Here are a couple of shows to tide you over while you're waiting for the new seasons of House/Heroes/BSG/all of the above. Download away.

Burn Notice

You'll watch because of the premise, you'll stay for the chemistry (acting and actual). Spy gets cut off and is stuck without money or legal contacts in Miami. Reconnects with his estranged mom and takes odd jobs to pony up enough cash to find out who burned him. Has two sidekicks: an on-off girlfriend who used to be an IRA bomber, and a retired CIA buddy who drinks a lot and collects sugar mommies.

Cool use of voice-overs and subtitles, especially when explaining surveillance techniques and spy protocol. It also gives the show a "MacGyver" vibe, which extends to the jerry-rigging and improvisation using hardware tools. But Michael Westen is an anti-Mac in that he's itching to get back in the game. He also doesn't have the do-gooding, tree-hugging, anti-gun image of Angus, preferring, instead, to wheel and deal and put one over the bad guys.
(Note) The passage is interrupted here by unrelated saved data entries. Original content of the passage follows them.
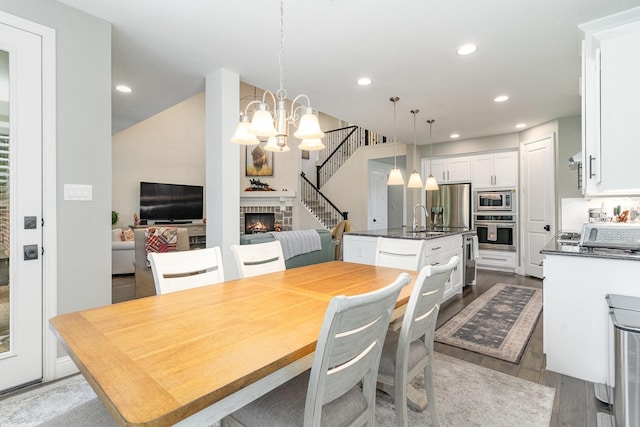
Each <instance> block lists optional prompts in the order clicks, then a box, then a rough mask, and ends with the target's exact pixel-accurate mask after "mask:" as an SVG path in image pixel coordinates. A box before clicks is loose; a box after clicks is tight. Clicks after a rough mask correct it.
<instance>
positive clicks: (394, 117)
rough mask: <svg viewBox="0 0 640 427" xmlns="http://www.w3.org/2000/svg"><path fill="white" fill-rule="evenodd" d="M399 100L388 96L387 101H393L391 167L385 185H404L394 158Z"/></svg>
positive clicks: (398, 169) (401, 176)
mask: <svg viewBox="0 0 640 427" xmlns="http://www.w3.org/2000/svg"><path fill="white" fill-rule="evenodd" d="M399 100H400V98H398V97H397V96H392V97H391V98H389V101H391V102H393V169H391V171H390V172H389V179H387V185H404V178H403V177H402V172H400V169H398V163H397V159H396V145H397V144H398V141H396V102H398V101H399Z"/></svg>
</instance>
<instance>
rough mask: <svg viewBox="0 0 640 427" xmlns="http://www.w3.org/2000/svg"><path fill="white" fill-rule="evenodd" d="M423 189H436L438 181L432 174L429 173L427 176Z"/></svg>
mask: <svg viewBox="0 0 640 427" xmlns="http://www.w3.org/2000/svg"><path fill="white" fill-rule="evenodd" d="M424 189H425V190H428V191H433V190H437V189H438V181H436V179H435V178H434V177H433V175H429V177H428V178H427V183H426V184H425V186H424Z"/></svg>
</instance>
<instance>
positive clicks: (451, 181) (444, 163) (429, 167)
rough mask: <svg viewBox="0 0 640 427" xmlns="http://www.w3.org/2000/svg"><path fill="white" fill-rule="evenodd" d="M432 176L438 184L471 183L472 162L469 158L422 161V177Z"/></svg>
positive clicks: (423, 160)
mask: <svg viewBox="0 0 640 427" xmlns="http://www.w3.org/2000/svg"><path fill="white" fill-rule="evenodd" d="M429 174H432V175H433V177H434V178H435V179H436V181H438V183H443V184H447V183H451V182H469V181H470V180H471V162H470V159H469V157H440V158H437V159H431V160H430V159H422V175H423V176H425V177H427V176H429Z"/></svg>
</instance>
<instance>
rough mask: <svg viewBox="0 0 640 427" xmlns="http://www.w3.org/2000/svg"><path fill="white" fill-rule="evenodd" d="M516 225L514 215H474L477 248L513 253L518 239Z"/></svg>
mask: <svg viewBox="0 0 640 427" xmlns="http://www.w3.org/2000/svg"><path fill="white" fill-rule="evenodd" d="M516 224H517V222H516V217H515V215H502V214H500V215H482V214H476V215H474V226H475V229H476V232H477V233H478V248H479V249H492V250H502V251H513V252H515V250H516V248H517V238H518V237H517V236H518V227H517V225H516Z"/></svg>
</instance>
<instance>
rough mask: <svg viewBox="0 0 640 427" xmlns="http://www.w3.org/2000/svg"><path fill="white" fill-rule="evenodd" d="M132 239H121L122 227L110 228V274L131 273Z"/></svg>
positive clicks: (127, 273) (132, 240)
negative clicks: (110, 239) (110, 248)
mask: <svg viewBox="0 0 640 427" xmlns="http://www.w3.org/2000/svg"><path fill="white" fill-rule="evenodd" d="M134 246H135V245H134V241H133V240H122V229H121V228H114V229H113V230H111V274H132V273H133V272H134V271H135V270H134V267H133V260H134V257H135V255H134Z"/></svg>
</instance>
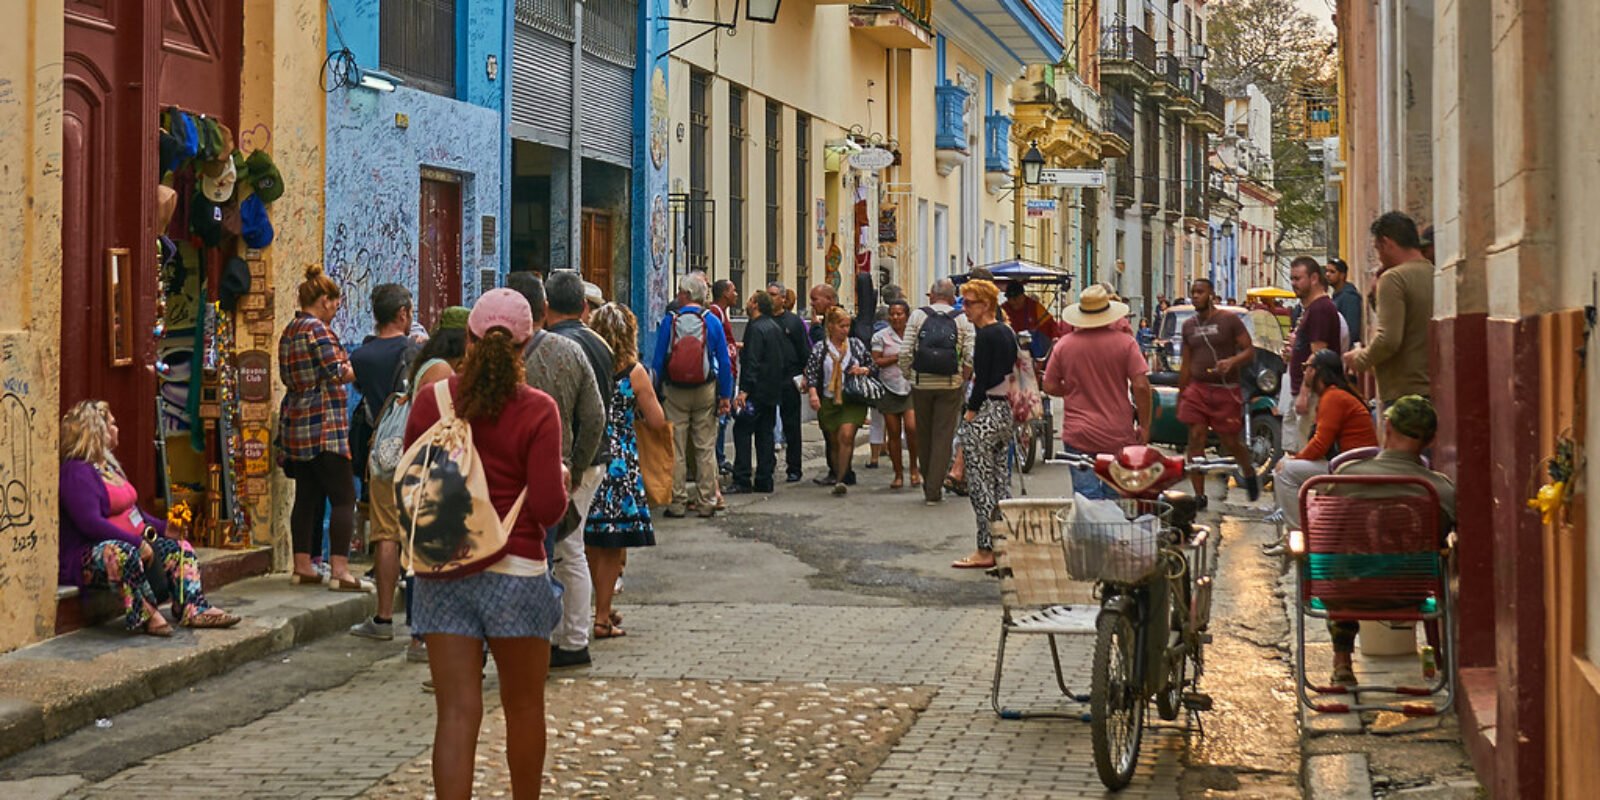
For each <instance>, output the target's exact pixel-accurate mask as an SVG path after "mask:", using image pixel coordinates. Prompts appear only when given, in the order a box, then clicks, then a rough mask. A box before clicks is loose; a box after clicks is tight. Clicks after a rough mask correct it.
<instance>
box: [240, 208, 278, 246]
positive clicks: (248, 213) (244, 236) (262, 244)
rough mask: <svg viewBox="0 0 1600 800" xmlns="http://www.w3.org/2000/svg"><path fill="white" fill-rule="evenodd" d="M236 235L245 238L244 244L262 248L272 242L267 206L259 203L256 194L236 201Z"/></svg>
mask: <svg viewBox="0 0 1600 800" xmlns="http://www.w3.org/2000/svg"><path fill="white" fill-rule="evenodd" d="M238 221H240V232H238V235H240V237H243V238H245V246H253V248H264V246H267V245H270V243H272V219H270V218H267V206H264V205H261V198H259V197H256V195H250V197H246V198H245V200H243V202H242V203H238Z"/></svg>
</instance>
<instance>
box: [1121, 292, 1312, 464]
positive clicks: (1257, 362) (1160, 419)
mask: <svg viewBox="0 0 1600 800" xmlns="http://www.w3.org/2000/svg"><path fill="white" fill-rule="evenodd" d="M1251 291H1258V290H1251ZM1278 291H1282V290H1278ZM1218 310H1222V312H1227V314H1237V315H1238V317H1240V320H1242V322H1243V323H1245V330H1248V331H1250V342H1251V344H1254V347H1256V360H1254V362H1251V363H1248V365H1245V366H1242V368H1240V374H1238V386H1240V392H1242V395H1243V402H1245V430H1243V437H1245V446H1248V448H1250V461H1251V464H1253V466H1254V467H1256V472H1258V474H1270V470H1272V467H1274V466H1275V464H1277V462H1278V459H1280V458H1282V456H1283V411H1282V410H1278V387H1282V386H1283V371H1285V363H1283V330H1282V328H1280V326H1278V322H1277V317H1275V315H1274V314H1272V312H1269V310H1266V309H1245V307H1240V306H1218ZM1194 315H1195V309H1194V306H1173V307H1170V309H1166V314H1163V315H1162V330H1160V331H1158V333H1157V339H1155V366H1154V368H1152V370H1150V384H1152V387H1154V394H1155V411H1154V413H1152V414H1150V442H1155V443H1160V445H1170V446H1174V448H1182V446H1187V445H1189V426H1186V424H1182V422H1179V421H1178V371H1179V366H1181V365H1182V349H1184V342H1182V326H1184V323H1186V322H1189V318H1192V317H1194ZM1211 438H1213V442H1211V445H1216V437H1214V435H1213V437H1211Z"/></svg>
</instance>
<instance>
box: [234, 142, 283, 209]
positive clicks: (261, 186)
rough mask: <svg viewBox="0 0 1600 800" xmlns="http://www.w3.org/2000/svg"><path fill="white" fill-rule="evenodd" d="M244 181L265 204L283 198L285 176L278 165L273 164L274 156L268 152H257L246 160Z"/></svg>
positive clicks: (258, 151) (262, 150)
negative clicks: (249, 157)
mask: <svg viewBox="0 0 1600 800" xmlns="http://www.w3.org/2000/svg"><path fill="white" fill-rule="evenodd" d="M243 181H245V182H246V184H250V187H251V190H253V192H254V194H256V197H259V198H261V202H264V203H270V202H274V200H277V198H280V197H283V176H282V174H280V173H278V168H277V165H274V163H272V155H269V154H267V150H256V152H253V154H250V158H245V178H243Z"/></svg>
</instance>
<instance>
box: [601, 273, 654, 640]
mask: <svg viewBox="0 0 1600 800" xmlns="http://www.w3.org/2000/svg"><path fill="white" fill-rule="evenodd" d="M589 328H592V330H594V331H595V333H597V334H600V338H602V339H605V342H606V344H608V346H611V362H613V363H614V365H616V394H614V395H611V416H610V419H606V426H605V430H606V438H608V440H610V443H611V464H610V466H608V467H606V474H605V480H602V482H600V488H598V491H595V501H594V504H592V506H590V507H589V518H587V520H586V522H584V552H586V554H587V557H589V574H590V576H592V578H594V586H595V632H594V637H595V638H611V637H621V635H626V634H627V632H626V630H622V614H618V613H616V611H613V610H611V597H613V595H614V594H616V579H618V576H619V574H622V554H624V549H627V547H654V544H656V526H654V523H653V522H651V520H650V501H648V499H646V496H645V475H643V472H640V469H638V434H637V432H635V429H634V426H637V424H645V426H648V427H650V429H661V427H662V426H666V424H667V414H666V413H664V411H662V410H661V402H658V400H656V389H654V386H653V384H651V381H650V373H648V371H646V370H645V365H642V363H640V362H638V320H637V318H634V312H630V310H627V306H618V304H616V302H608V304H605V306H602V307H598V309H595V312H594V315H592V317H590V318H589Z"/></svg>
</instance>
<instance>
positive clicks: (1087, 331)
mask: <svg viewBox="0 0 1600 800" xmlns="http://www.w3.org/2000/svg"><path fill="white" fill-rule="evenodd" d="M1147 371H1149V365H1146V362H1144V354H1141V352H1139V342H1136V341H1134V339H1133V336H1128V334H1126V333H1123V331H1120V330H1117V326H1107V328H1083V330H1075V331H1072V333H1070V334H1067V336H1062V338H1061V339H1058V341H1056V346H1054V347H1053V349H1051V350H1050V365H1048V366H1045V381H1046V384H1053V382H1059V384H1064V386H1066V394H1064V395H1062V398H1061V400H1062V402H1061V406H1062V408H1061V442H1062V443H1064V445H1067V446H1069V448H1074V450H1082V451H1085V453H1114V451H1117V450H1122V448H1123V446H1126V445H1133V443H1136V442H1138V437H1134V432H1133V421H1134V416H1133V398H1131V395H1130V389H1128V382H1130V381H1133V379H1134V378H1136V376H1141V374H1146V373H1147Z"/></svg>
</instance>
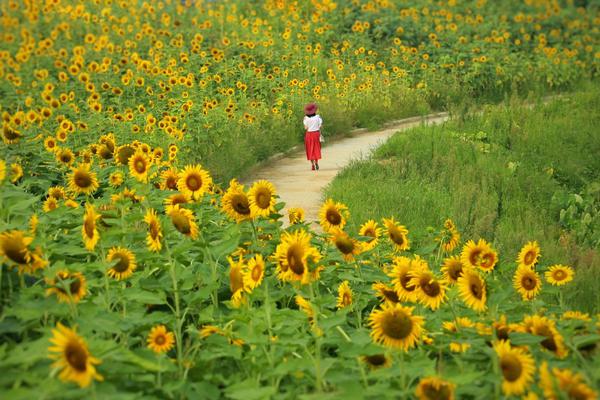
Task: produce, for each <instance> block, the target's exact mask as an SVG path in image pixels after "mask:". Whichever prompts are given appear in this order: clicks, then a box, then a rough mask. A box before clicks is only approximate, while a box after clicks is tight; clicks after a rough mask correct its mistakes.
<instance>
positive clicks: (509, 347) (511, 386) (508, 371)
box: [494, 340, 535, 396]
mask: <svg viewBox="0 0 600 400" xmlns="http://www.w3.org/2000/svg"><path fill="white" fill-rule="evenodd" d="M494 351H495V352H496V355H497V356H498V363H499V365H500V370H501V372H502V378H503V379H502V391H503V392H504V394H505V395H507V396H511V395H519V394H522V393H524V392H525V390H527V387H528V385H530V384H531V382H532V381H533V375H534V372H535V361H534V360H533V357H532V356H531V355H530V354H528V353H527V352H526V351H525V350H524V349H522V348H517V347H511V346H510V343H509V342H507V341H504V340H503V341H500V342H497V343H496V344H495V345H494Z"/></svg>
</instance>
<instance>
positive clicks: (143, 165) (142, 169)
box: [134, 158, 146, 174]
mask: <svg viewBox="0 0 600 400" xmlns="http://www.w3.org/2000/svg"><path fill="white" fill-rule="evenodd" d="M134 168H135V171H136V172H137V173H138V174H143V173H144V172H146V161H145V160H143V159H141V158H138V159H137V160H135V163H134Z"/></svg>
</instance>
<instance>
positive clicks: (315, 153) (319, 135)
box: [304, 131, 321, 160]
mask: <svg viewBox="0 0 600 400" xmlns="http://www.w3.org/2000/svg"><path fill="white" fill-rule="evenodd" d="M319 136H321V133H320V132H319V131H316V132H306V134H305V135H304V148H305V149H306V159H307V160H320V159H321V142H320V141H319Z"/></svg>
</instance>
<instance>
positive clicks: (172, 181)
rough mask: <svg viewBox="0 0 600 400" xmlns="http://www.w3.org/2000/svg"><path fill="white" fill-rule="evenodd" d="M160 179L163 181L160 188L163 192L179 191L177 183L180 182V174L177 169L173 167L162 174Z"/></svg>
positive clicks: (160, 174) (166, 169)
mask: <svg viewBox="0 0 600 400" xmlns="http://www.w3.org/2000/svg"><path fill="white" fill-rule="evenodd" d="M160 179H161V180H162V182H161V184H160V188H161V189H162V190H177V181H178V180H179V172H177V168H175V167H171V168H169V169H166V170H164V171H162V172H161V173H160Z"/></svg>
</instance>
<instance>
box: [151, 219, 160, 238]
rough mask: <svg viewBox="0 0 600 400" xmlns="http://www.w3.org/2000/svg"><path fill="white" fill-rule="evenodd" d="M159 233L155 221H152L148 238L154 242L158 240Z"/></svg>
mask: <svg viewBox="0 0 600 400" xmlns="http://www.w3.org/2000/svg"><path fill="white" fill-rule="evenodd" d="M159 233H160V229H159V227H158V224H157V223H156V221H152V223H151V224H150V236H151V237H152V239H154V240H156V239H157V238H158V234H159Z"/></svg>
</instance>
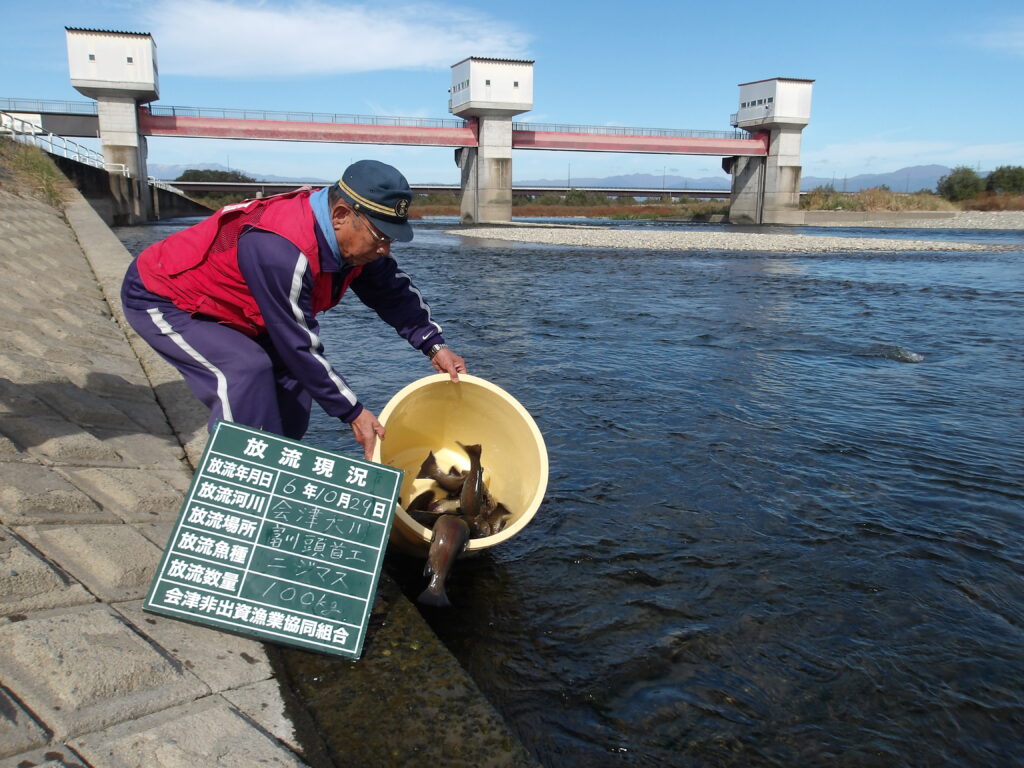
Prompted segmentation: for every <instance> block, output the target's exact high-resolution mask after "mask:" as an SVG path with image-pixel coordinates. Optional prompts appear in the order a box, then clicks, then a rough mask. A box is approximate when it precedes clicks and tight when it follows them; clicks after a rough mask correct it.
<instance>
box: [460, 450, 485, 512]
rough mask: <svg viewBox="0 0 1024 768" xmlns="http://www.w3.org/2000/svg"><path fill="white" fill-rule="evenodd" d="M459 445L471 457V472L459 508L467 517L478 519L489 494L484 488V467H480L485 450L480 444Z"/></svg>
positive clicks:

Jeffrey Donovan is not dashing like Bond but has this insincere smile that never fails to crack me up. Gabrielle Anwar is still hot and (unlike, say, Jennifer Garner) projects enough edge and moxie to make for a believable covert operative. And Bruce Campbell is Bruce Campbell.

Best viewed as a marathon, with friends and food.

Mad Men

The show costs 2.5 million per episode, most of which is spent on production design (for which it'll probably win an Emmy). It's set in Madison Avenue in 1960, the "golden era" of advertising where people smoked all the time, blacks were waiters and doormen, and women were housewives, secretaries, or mistresses.

The main storyline is a bit too soap opera-ish for me but the B plots are cool. In the first two episodes the structure of an ad agency is explained by copywriter hitting on a secretary, the idea behind the Lucky Strike "It's Toasted" slogan is shown, and the basic concepts of psychology and consumer research (taken for granted now, revolutionary for that time) is discussed.

The cast is a bit big but the first few episodes introduce us to everyone. Best viewed in installments.

3 comments:

Boom said...

Burn Notice is so much fun! You're right, you come for the premise and stay for the chemistry. I'm so hooked, I've never missed an episode.

Bruce Campbell got ooold.

The promos for Mad Men didn't give the impression that it was period piece. That kinda turned me off when I saw it. But yeah, the production value is Emmy-worthy.

missingpoints said...

I take notes when I watch "Mad Men." I'm gonna use clips for my advertising class.

Burn Notice is on hiatus. Crap. Oh, and Gabrielle Anwar is hot but looks way too skinny to kick ass the way she does. Re: Bruce, it's been 15 years since "Xena" and about 25 since "Evil Dead." He IS old.

Boom said...

well, it's the us open that's why. which also makes good tv, at least for me.

hahah, yeah i know but i just saw a rerun of army of darkness and remembered how i had a mini crush on him, of which i now have no trace of whatsoever.